The Producer-Consumer Pattern

05 Nov 2024

Introduction

Concurrency can feel tricky to manage, especially in a language like Rust where memory safety is strictly enforced. The Producer-Consumer pattern, however, provides a clean way to manage workloads between multiple threads, ensuring data is processed as it’s produced. In this post, we’ll explore this pattern by building a prime number checker in Rust. We’ll use a producer to generate candidate numbers and several consumers to check each candidate’s primality.

By the end of this post, you’ll understand how to manage shared data between threads, use an atomic flag for graceful termination, and leverage Rust’s concurrency tools.

The Producer-Consumer Pattern

In the Producer-Consumer pattern, one or more producers generate data and place it in a shared buffer. Consumers then take this data from the buffer and process it. This pattern is great for tasks that can be distributed, as it allows producers and consumers to run concurrently without overwhelming the system.

In our example, the producer is a main thread that generates numbers for prime-checking, while the consumers are threads that take these numbers and determine if they are prime. Here’s what we’ll build:

A producer (main thread) to generate candidate numbers.
A shared buffer where the candidates are stored.
Consumers (worker threads) that retrieve numbers from the buffer and check their primality.
An atomic stop flag to catch SIGINT (Ctrl+C) and cleanly stop the program.

Code Overview

Let’s break down the code section by section.

Setting Up Shared State

First, we need to set up the shared data structures for our threads. Rust provides a few useful tools for this: Arc, Mutex, and AtomicBool.

Arc<T> (Atomic Reference Counting) allows us to share ownership of data between threads.
Mutex<T> protects shared data, ensuring only one thread can access it at a time.
AtomicBool is a thread-safe boolean that can be modified atomically, which we’ll use to signal our threads when it’s time to stop.

use std::sync::{Arc, Mutex, atomic::{AtomicBool, Ordering}};
use std::thread;
use std::time::Duration;
use ctrlc;

fn main() {
    // small primes for checking divisibility
    let primes = vec![2, 3, 5, 7, 11, 13, 17]; 
    
    // shared buffer with Mutex and Arc
    let candidates_mutex = Arc::new(Mutex::new(vec![])); 
    
    // this is our kill switch
    let stop_flag = Arc::new(AtomicBool::new(false));
    
    // here's where we're currently up to in the candidate check
    let mut current = 20;

Here, candidates_mutex is an Arc<Mutex<Vec<u32>>> — an atomic reference-counted mutex around a vector of candidate numbers. By wrapping our vector with Mutex, we ensure that only one thread can modify the buffer at any time, preventing race conditions.

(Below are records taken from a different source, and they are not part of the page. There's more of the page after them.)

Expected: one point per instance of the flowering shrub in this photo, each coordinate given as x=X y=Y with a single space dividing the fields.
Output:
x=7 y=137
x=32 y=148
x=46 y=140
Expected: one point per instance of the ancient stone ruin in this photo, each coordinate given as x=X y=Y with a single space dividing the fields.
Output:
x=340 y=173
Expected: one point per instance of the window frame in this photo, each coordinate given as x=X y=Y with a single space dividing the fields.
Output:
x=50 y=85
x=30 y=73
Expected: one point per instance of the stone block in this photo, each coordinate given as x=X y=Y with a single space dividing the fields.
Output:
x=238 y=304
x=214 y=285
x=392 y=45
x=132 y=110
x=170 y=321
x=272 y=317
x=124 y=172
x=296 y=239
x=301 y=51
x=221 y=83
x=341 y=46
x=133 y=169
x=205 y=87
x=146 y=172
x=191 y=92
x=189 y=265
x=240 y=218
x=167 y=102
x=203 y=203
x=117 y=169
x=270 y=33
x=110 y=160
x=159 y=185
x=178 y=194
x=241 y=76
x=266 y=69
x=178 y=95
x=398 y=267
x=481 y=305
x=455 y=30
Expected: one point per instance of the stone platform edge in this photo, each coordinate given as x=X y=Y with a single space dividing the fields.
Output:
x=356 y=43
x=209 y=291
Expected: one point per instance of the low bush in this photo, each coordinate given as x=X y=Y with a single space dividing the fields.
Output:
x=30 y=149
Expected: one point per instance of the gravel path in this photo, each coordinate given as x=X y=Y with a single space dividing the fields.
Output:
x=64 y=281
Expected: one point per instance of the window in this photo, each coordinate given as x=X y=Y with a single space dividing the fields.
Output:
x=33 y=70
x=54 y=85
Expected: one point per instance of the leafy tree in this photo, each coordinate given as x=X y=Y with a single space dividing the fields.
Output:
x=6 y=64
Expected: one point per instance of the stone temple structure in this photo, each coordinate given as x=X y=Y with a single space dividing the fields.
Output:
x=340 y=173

The stop_flag is an AtomicBool, which will allow us to signal when it’s time for all threads to stop processing. We’ll look at how to use this flag in the section on handling SIGINT.

Stopping Gracefully

When running a multi-threaded application, it’s essential to handle termination gracefully. Here, we’ll use the ctrlc crate to catch the SIGINT signal (triggered by Ctrl+C) and set stop_flag to true to signal all threads to stop.

    let stop_flag_clone = stop_flag.clone();
    ctrlc::set_handler(move || {
        stop_flag_clone.store(true, Ordering::SeqCst);
        println!("Received SIGINT, stopping . . . ");
    }).expect("Error setting Ctrl-C handler");

The store function sets the value of stop_flag to true, and we use Ordering::SeqCst to ensure all threads see the change immediately. This will stop all consumers from further processing once they check the flag.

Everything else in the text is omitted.